Researchers are investigating whether a form of cloud-focused geoengineering could one day blunt the worst El Niño events, even as forecasters watch for one that may arrive earlier than usual and grow unusually strong.
If it works, the method might reduce some of the flooding, drought, wildfire risk, and intense storms associated with the most severe El Niño years.
What's happening?
In a recent Science Advances study, scientists evaluated whether marine cloud brightening could make a future Super El Niño less likely.
As BroBible reported, the research comes while forecasters monitor signs of an El Niño that could develop unusually early and become especially intense.
Marine cloud brightening is a solar geoengineering concept that would use fine sprays of seawater to alter low-level ocean clouds, making them thicker and brighter so they reflect more sunlight back into space rather than allowing that energy to warm the surface.
The paper emphasized that the concept remains theoretical.
Researchers wrote that "Marine cloud brightening (MCB), a solar geoengineering proposal to reduce long-term warming, could theoretically mitigate extremes by instead targeting seasonal-to-multiyear phenomena, such as El Niño–Southern Oscillation (ENSO).

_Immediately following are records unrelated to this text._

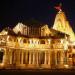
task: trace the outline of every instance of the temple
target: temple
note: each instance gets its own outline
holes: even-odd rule
[[[75,34],[63,11],[54,25],[18,23],[0,32],[0,69],[61,69],[75,66]]]

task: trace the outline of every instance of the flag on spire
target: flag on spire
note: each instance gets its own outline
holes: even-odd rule
[[[62,6],[62,4],[60,3],[58,6],[55,6],[54,8],[57,9],[58,11],[60,11],[61,10],[61,6]]]

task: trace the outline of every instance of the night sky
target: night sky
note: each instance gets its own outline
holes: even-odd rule
[[[75,0],[0,0],[0,29],[32,18],[51,27],[60,2],[75,32]]]

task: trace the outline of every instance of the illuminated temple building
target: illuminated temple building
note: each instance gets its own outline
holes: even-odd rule
[[[54,25],[18,23],[0,32],[0,68],[53,69],[75,66],[75,34],[63,11]]]

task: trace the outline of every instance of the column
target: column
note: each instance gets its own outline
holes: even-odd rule
[[[24,50],[20,51],[20,62],[21,62],[21,64],[23,64],[23,54],[24,54]]]
[[[60,64],[63,65],[63,52],[60,53]]]
[[[57,51],[55,52],[55,65],[57,65]]]
[[[31,64],[31,51],[29,51],[29,64]]]
[[[35,64],[35,52],[33,52],[33,64]]]
[[[48,65],[50,65],[50,52],[48,52]]]
[[[37,53],[37,65],[38,65],[38,52],[36,52]]]
[[[10,50],[10,64],[12,64],[12,50]]]
[[[45,51],[45,61],[44,61],[44,64],[46,65],[47,63],[47,60],[46,60],[46,51]]]
[[[28,63],[28,61],[27,61],[27,59],[28,59],[28,52],[27,52],[27,50],[26,50],[26,64]]]

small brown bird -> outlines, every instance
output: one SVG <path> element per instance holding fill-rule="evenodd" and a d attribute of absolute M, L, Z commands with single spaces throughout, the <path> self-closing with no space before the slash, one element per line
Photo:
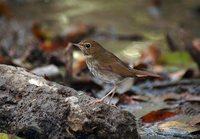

Yet the effectiveness of regional MCB to deliberately modify ENSO has not been tested."
Why does it matter?
A strong El Niño reshapes weather patterns worldwide, and the most powerful events can bring especially destructive consequences for communities.
Depending on the region, that can mean heavier rain and flooding, stronger storms, drought, crop losses, wildfire conditions, and steep economic costs.
Extreme weather can drive up insurance costs, disrupt food supply chains, damage homes and roads, and threaten power grids during heat waves or severe storms.
During the 2019-2020 Australian wildfires, atmospheric changes resembled the cloud effects that marine cloud brightening is intended to produce, suggesting that shifts in cloud properties could influence Pacific climate patterns.
Geoengineering raises major scientific, political, and ethical questions, particularly when weather changes in one region could affect another.
What's being done?
For now, most of the work is happening in computer models and research papers, not in the sky.
Scientists are trying to determine whether marine cloud brightening could safely weaken extreme climate patterns without triggering unintended consequences elsewhere.
Several states, including Tennessee, Florida, and Montana, have moved to restrict or ban cloud seeding-related activities, underscoring how politically fraught any future large-scale atmospheric intervention could become.
Cutting the pollution that is overheating the planet remains the most reliable way to reduce the odds of increasingly extreme climate disruptions.